The message is simple: don’t wait to get vaccinated. For those still hesitant, the safety and efficacy studies to date are overwhelmingly positive.  There are also two key upcoming milestones that should give further confidence to those who remain hesitant: Full FDA approvals for the mRNA vaccines expected in the upcoming weeks and approval for the under 12-year-old groups in the fall.”

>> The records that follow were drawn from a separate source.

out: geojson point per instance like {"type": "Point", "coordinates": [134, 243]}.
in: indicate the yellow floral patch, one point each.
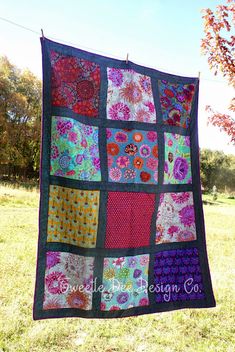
{"type": "Point", "coordinates": [73, 216]}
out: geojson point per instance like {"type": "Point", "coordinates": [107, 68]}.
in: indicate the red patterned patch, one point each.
{"type": "Point", "coordinates": [75, 84]}
{"type": "Point", "coordinates": [129, 217]}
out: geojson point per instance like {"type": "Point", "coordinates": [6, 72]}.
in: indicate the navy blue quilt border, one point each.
{"type": "Point", "coordinates": [46, 180]}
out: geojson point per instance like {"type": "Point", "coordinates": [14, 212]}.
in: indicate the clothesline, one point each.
{"type": "Point", "coordinates": [97, 51]}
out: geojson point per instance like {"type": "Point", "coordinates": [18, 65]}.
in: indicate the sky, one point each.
{"type": "Point", "coordinates": [162, 34]}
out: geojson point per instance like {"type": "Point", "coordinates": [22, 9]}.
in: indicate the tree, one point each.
{"type": "Point", "coordinates": [20, 114]}
{"type": "Point", "coordinates": [219, 45]}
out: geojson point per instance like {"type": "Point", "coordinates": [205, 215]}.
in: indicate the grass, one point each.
{"type": "Point", "coordinates": [190, 330]}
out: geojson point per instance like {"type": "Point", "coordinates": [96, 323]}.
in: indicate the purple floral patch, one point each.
{"type": "Point", "coordinates": [178, 276]}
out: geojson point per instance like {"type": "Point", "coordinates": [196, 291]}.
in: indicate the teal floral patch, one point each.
{"type": "Point", "coordinates": [74, 150]}
{"type": "Point", "coordinates": [177, 167]}
{"type": "Point", "coordinates": [125, 282]}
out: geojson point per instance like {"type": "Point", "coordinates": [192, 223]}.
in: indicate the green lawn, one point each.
{"type": "Point", "coordinates": [188, 330]}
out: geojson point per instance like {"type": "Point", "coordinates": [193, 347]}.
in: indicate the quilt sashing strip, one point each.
{"type": "Point", "coordinates": [121, 224]}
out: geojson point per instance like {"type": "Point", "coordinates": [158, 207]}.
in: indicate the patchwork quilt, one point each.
{"type": "Point", "coordinates": [121, 227]}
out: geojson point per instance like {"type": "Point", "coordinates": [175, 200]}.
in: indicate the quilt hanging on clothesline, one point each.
{"type": "Point", "coordinates": [121, 227]}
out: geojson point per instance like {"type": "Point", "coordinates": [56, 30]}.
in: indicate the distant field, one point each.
{"type": "Point", "coordinates": [190, 330]}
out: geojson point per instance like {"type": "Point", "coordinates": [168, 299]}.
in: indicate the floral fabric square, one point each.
{"type": "Point", "coordinates": [75, 84]}
{"type": "Point", "coordinates": [177, 167]}
{"type": "Point", "coordinates": [132, 156]}
{"type": "Point", "coordinates": [74, 150]}
{"type": "Point", "coordinates": [68, 281]}
{"type": "Point", "coordinates": [129, 96]}
{"type": "Point", "coordinates": [73, 216]}
{"type": "Point", "coordinates": [175, 218]}
{"type": "Point", "coordinates": [176, 102]}
{"type": "Point", "coordinates": [125, 282]}
{"type": "Point", "coordinates": [129, 216]}
{"type": "Point", "coordinates": [177, 276]}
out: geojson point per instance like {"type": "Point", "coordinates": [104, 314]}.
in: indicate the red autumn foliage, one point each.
{"type": "Point", "coordinates": [219, 46]}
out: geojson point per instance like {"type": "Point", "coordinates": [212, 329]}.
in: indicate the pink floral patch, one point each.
{"type": "Point", "coordinates": [130, 96]}
{"type": "Point", "coordinates": [68, 281]}
{"type": "Point", "coordinates": [175, 218]}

-Steve Miff, PhD, President & CEO of Parkland Center for Clinical Innovation (PCCI) 

To monitor herd immunity and vaccination progress in Dallas County go to PCCI’s COVID-19 Vaccination and Herd Immunity Dashboard hosted on the Dallas County Health and Human Services’ website: https://www.dallascounty.org/covid-19/.

Background on PCCI’s herd immunity measurements

PCCI’s forecast for herd immunity is based on an innovative yet vetted statistical and immunological model and analysis of spread and management of diseases within communities. Further, PCCI’s 80 percent range for reaching herd immunity is in line with national estimates, such as that of Anthony S. Fauci, MD, Director of the National Institute of Allergy and Infectious Diseases, who recently gave a range of 70 to 90 percent and the World Health Organization which gave a 60 to 70 percent range of infections and vaccines to reach herd immunity*.

PCCI’s forecast and estimates have been developed in coordination with community health leaders in Dallas County, including the DCHHS and Parkland Health & Hospital System.  Recently, PCCI has been collaborating with the leadership and expert teams at the Institute for Health Improvement on modeling.

*New York Times, Dec. 24, 2020: “How Much Herd Immunity Is Enough?”